Toda a pressão de Musk sobre Altman e a OpenAI é complementada por seu papel como auditor da eficiência da administração dos EUA. Musk está em todas as frentes: ele tem uma empresa de IA que compete com a OpenAI, ele tem influência sobre agências governamentais que devem regular sua atividade legal e comercial. Ele também poderia provar no tribunal que tem um interesse genuíno nas atividades da organização sem fins lucrativos OpenAI, tendo-a financiado com dezenas de milhões de dólares antes de se desvincular do projeto.
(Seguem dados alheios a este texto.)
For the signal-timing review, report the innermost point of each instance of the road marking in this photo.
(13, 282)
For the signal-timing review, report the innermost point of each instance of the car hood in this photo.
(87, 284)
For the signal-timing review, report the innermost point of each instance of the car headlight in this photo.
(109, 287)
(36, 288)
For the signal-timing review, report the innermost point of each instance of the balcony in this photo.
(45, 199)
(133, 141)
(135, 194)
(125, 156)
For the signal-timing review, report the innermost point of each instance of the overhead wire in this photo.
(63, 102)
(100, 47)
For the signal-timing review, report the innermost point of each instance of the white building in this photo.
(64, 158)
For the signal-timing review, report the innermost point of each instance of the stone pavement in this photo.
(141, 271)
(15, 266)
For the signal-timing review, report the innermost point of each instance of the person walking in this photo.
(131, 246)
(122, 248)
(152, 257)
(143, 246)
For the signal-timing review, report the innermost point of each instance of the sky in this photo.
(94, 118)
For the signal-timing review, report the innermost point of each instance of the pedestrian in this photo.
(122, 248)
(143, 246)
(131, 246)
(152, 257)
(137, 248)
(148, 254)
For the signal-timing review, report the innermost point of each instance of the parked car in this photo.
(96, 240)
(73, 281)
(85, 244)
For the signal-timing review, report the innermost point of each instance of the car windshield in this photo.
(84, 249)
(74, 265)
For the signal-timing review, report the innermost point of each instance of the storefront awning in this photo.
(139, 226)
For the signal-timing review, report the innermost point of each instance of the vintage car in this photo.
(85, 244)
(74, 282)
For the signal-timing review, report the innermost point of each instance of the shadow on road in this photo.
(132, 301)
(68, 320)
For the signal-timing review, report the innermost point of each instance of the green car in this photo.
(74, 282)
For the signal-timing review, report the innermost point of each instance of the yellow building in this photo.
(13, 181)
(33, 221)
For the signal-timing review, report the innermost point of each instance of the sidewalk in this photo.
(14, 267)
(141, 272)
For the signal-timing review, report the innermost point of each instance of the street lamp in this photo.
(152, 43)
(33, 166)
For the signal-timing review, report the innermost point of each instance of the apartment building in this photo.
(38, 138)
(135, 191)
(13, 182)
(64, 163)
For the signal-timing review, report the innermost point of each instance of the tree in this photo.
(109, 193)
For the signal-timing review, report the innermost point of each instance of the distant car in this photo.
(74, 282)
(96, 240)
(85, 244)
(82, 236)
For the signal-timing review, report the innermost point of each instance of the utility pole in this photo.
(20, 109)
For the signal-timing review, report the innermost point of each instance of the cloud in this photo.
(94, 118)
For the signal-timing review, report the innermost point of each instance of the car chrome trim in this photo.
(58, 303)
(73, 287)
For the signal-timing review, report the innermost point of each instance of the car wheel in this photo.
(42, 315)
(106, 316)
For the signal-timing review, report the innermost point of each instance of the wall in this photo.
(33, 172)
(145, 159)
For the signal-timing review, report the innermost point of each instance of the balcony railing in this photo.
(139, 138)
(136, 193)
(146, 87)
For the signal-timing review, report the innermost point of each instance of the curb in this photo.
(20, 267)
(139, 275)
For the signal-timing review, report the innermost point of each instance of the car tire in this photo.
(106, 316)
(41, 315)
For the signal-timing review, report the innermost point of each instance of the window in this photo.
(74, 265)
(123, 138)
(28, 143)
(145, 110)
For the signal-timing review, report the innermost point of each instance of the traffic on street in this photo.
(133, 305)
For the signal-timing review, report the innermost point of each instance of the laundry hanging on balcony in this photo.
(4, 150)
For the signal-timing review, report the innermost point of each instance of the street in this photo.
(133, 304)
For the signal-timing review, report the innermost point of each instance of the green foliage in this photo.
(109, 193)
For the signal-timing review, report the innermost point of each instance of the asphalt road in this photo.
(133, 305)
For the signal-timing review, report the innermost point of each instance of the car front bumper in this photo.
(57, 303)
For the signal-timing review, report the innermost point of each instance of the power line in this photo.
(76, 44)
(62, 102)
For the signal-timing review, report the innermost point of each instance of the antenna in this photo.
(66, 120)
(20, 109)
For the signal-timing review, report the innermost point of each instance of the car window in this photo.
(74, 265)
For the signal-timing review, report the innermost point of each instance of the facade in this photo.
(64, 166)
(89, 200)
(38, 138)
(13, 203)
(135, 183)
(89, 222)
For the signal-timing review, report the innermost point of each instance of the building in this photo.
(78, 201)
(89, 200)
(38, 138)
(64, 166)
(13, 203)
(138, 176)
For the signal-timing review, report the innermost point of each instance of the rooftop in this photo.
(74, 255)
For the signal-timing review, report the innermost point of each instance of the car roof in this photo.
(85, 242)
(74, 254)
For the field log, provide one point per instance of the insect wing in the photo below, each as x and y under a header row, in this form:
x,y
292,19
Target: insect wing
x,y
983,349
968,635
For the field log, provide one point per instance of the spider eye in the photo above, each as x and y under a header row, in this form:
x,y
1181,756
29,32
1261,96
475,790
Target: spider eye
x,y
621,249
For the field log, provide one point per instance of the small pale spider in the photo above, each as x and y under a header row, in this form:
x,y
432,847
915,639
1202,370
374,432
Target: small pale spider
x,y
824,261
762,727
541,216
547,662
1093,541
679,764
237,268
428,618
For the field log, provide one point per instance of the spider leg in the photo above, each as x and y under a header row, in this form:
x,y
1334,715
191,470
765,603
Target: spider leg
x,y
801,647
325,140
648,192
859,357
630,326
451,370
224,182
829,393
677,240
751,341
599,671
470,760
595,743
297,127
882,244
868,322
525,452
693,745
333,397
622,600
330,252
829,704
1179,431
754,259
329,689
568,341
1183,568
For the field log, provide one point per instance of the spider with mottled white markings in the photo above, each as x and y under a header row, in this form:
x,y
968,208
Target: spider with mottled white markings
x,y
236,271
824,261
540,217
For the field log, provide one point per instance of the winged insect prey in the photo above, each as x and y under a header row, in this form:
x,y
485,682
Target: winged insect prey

“O que Musk está fazendo é redefinir completamente a noção de conflitos de interesse e assumir descaradamente que eles desapareceram”, diz Frederic Mertens, da Universidade Europeia. "Eles ignoram a mistura de interesses pessoais, interesses públicos e interesses de mercado, bem como a proibição sacrossanta de estabelecer uma posição dominante ou monopolista. “Peço desculpas pela expressão coloquial, mas é literalmente isso que está acontecendo”, diz o especialista, lembrando que se a oferta de Musk for aceita, ele controlaria tanto a xAI quanto a OpenAI.
“Este é um mau sinal para os negócios”, continua Mertens: “Se a maior ou a segunda maior potência do mundo colocar as regras fundamentais de um mercado aberto em espera, isso envia um sinal aos outros de que tudo vale e não haverá competição saudável.”